I don’t know which railroad you were looking at, AntiGates, but you might be lucky enough to catch a job in a yard, where you begin work at roughly the same time every day.
Of course, that’s only after you get enough seniority to get off the extra board and onto a regular job. Still, most of the yard jobs strat work within a certain couple of hours, three tricks per day (you could get calls for jobs starting between 0630 and 0759, 1430 and 1559, and 2230-2359). These jobs usually work only eight hours. In our yard, there are also possibilities to catch transfer runs that will do 12-and-tow, but most of the time you’ll be working eight hours or thereabouts. Generally, you’ll have a bit of time to rest in the middle of the week, but you might be called out on your rest on the weekends.
It really doesn’t take too long before you’re able to hold a regular job–eight hours or so per day, five days a week (the days off aren’t often on the rest of civilization’s weekend, but you do get a couple of days of breathing time).
Well, maybe I’ve been unclear about that, but having tuesday and wednesday off instead of saturday and sunday wouldn’t bother me a bit.
And it wouldn’t bother me to have the days float week to week either, Nor would it bother me to not get a weekend, every now and then, when business is strong.
But, a day or two off each week (to do laundry, shop for groceries, mow the lawn, etc) is what living is all about, yanno?
And the way everyone makes it sound , it would be 10/8/18/8… for 3-4 weeks solid, followed by aperiod where the phone just doesn’t ring…And I’m not sure i can be that flexible.
The guy running the hiring session said it was typically 5 years to get off the extra board, and into some routine.

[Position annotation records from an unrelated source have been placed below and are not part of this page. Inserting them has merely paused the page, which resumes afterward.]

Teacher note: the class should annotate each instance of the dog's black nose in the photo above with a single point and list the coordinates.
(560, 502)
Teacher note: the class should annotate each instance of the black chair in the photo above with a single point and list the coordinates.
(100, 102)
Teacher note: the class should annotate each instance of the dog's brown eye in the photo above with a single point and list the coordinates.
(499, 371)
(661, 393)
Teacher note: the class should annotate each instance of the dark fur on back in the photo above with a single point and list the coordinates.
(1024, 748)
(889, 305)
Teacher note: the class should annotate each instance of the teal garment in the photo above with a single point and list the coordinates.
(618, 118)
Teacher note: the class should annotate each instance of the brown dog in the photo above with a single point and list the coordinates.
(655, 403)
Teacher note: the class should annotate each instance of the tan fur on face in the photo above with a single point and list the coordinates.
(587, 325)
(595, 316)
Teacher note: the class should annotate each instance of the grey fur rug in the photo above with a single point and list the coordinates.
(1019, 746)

Gates, don’t sweat it! There are options. Don’t burn any bridges at yer ole job. If it sucks go back. The RR blows at first, then it still blows, but, you will work it out and find time. You figure it out…trust me. I wouldn’t be so worried about my schedule as much as if I would be able to hold and what I would be able to hold over the winter. As far as turnin’ and burnin’ you will get to the point that you become a little greedy and want to turn. We have an option on the computer at work (remote too) to see what kinda pay we have accumulated for the half. When you see that little number start growing, you don’t wanna stop. Pretty soon at the end of the half, you’ll want to get called on duty before 00:00 to get one more ticket on that half. You don’t wanna make a habit of it (don’t know what N.S. attendance policy is like), you can layoff. If you are on a guarenteed board, it will affect your guarentee. I say screw it…go for it! If you are gonna take the plunge, do it now and get your seniority established. It’s all we got out here.

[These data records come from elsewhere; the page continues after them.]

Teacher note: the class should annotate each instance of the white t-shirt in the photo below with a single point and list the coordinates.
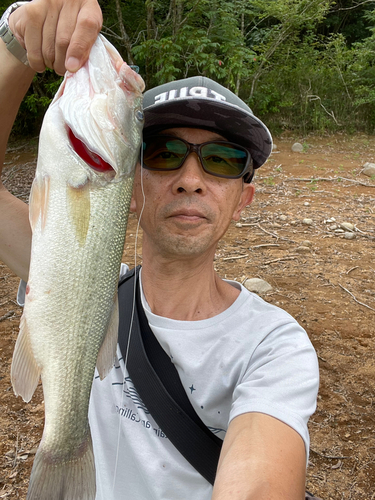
(253, 357)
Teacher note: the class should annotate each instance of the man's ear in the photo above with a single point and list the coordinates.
(246, 198)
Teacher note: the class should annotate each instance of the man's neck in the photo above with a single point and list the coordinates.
(186, 290)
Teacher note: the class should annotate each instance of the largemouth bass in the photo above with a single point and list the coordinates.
(79, 203)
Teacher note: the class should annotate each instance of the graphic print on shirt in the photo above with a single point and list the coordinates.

Thanks for the positive thoughts,…yeah, I can be greedy too, so that is a definite UP side… [:)]
And, working a train could be a fun job .
i think they got some kind of agreement with the employees here locally where they pay you by the trip and not by the hour, which sounds “dangerous”… like I could be spending an extra 4 hours/day sitting in clogged sidings not getting paid for it. Cause I’m sure the “trip pay” is factored on a 8 hour shift, and if you spend 12 that’s just tough for you,…which…again is one of those things that wouldn’t be unmanageable in limited doses, but as soon as it became a regular bit, it would get annoying.